Ce n'est pas à cause d'un manque de volonté. Chaque jour, 10 millions de Canadiens suivent un régime. Mais peu importe le régime alimentaire, écrivent le Dr Daniel Bessesen, de l'Université du Colorado, et le Dr Luc Van Gaal, de l'Université d'Anvers, une fois le poids perdu, le corps diminue la quantité d'énergie dépensée au repos et subit des changements de sensibilité à l'insuline qui favorise le stockage des graisses. «Des études à long terme suggèrent que ces changements sont probablement permanents», ajoutent-ils.

Les médicaments anti-obésité ne fonctionnent pas pour tout le monde. Ceux qui en bénéficient doivent continuer à les prendre, écrivent Bessesen et Van Gaal, s'ils veulent garder leur poids. Toutes les études sur les médicaments anti-obésité ont montré que, lorsque le médicament est arrêté, «le poids augmente progressivement jusqu'au niveau observé avec les seuls changements de style de vie».
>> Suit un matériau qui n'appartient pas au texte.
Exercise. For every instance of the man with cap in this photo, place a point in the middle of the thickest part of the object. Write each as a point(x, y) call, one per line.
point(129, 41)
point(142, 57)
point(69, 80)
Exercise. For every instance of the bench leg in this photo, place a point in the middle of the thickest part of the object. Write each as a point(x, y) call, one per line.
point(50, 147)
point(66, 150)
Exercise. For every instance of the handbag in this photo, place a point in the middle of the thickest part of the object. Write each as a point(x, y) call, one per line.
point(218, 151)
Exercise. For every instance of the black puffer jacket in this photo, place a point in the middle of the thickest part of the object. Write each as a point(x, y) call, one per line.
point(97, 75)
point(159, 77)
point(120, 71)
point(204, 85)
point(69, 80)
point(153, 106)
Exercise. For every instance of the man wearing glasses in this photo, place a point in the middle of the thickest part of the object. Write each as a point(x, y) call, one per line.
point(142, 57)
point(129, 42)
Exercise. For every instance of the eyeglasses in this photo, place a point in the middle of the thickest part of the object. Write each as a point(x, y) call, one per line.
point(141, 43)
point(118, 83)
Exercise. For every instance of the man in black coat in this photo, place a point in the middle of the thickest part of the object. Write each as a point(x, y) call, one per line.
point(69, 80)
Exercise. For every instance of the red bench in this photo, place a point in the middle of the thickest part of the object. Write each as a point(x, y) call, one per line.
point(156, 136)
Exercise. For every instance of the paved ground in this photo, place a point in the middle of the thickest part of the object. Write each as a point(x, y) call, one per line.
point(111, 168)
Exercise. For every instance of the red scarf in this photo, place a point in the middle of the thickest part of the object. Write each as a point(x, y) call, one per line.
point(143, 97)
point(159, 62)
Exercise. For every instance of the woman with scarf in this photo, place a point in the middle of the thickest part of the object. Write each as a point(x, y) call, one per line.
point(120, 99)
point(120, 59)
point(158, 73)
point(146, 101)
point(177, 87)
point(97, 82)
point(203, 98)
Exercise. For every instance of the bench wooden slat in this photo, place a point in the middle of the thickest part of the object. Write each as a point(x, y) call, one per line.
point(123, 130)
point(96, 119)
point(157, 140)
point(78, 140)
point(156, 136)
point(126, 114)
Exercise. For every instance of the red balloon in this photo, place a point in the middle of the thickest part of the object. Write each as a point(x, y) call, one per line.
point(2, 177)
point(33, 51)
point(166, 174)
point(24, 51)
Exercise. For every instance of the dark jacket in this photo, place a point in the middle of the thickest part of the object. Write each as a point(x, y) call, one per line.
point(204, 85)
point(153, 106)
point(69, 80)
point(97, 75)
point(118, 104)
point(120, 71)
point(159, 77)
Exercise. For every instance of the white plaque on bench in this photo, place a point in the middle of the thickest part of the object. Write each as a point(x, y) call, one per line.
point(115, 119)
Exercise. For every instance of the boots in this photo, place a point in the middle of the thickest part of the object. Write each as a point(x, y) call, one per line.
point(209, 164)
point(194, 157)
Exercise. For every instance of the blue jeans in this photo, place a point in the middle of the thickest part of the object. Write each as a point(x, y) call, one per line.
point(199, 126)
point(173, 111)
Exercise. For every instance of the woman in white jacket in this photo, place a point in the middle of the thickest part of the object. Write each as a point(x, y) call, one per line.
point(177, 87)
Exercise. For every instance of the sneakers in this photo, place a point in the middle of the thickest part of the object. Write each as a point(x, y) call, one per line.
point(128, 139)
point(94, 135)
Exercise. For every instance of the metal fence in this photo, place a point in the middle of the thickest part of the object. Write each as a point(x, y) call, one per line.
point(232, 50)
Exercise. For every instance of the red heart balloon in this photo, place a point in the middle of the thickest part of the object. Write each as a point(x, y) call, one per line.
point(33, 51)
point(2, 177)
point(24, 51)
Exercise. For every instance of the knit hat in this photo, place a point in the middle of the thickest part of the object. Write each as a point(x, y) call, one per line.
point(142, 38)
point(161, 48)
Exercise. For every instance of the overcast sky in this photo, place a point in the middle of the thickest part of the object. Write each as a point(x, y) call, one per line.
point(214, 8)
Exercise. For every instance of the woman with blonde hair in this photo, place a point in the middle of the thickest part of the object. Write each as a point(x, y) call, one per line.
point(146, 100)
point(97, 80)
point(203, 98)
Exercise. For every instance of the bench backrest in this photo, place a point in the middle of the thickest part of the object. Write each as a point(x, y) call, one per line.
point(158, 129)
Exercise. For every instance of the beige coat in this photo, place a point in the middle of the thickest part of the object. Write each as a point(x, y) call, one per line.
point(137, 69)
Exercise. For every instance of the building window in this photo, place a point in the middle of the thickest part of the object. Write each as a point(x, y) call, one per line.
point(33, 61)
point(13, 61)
Jusqu'à présent, il n'y a pas de médicament Hail Mary contre l'obésité, rien ne change la donne, explique le Dr Eric Ravussin, rédacteur en chef de la revue Obesity et directeur exécutif adjoint pour les sciences cliniques au Pennington Biomedical Research Center de la Louisiana State University à Baton Rouge. Nous ne comprenons toujours pas complètement les mécanismes sous-jacents qui rendent si difficile de garder le poids perdu, dit-il. Lorsque la leptine, l'hormone coupe-faim a été découverte il y a 25 ans, les scientifiques espéraient qu'ils avaient trouvé le remède insaisissable contre l'obésité – jusqu'à ce qu'ils découvrent que de nombreuses personnes obèses sont résistantes à la leptine, et non déficientes.

Pourtant, Ravussin voit le traitement médical comme un moyen de renforcer les chances. Il est particulièrement impressionné par les médicaments qui agissent sur le GLP-1 et d’autres peptides en cours de développement.

«Quelle que soit la situation, l'obésité nuit à la santé – fonctionnalité, santé mentale et santé métabolique», dit-il. Oui, l'histoire des traitements médicaux, les premières tentatives de pilules anti-obésité «ont été un peu un accident de train», dit-il.

Mais «les médicaments seront importants pour la gestion de l'obésité et, je pense, surtout pour le maintien de la perte de poids».

«Avec l'acceptation actuelle des injectables (peptides), nous aurons plus de succès et probablement moins d'effets secondaires.»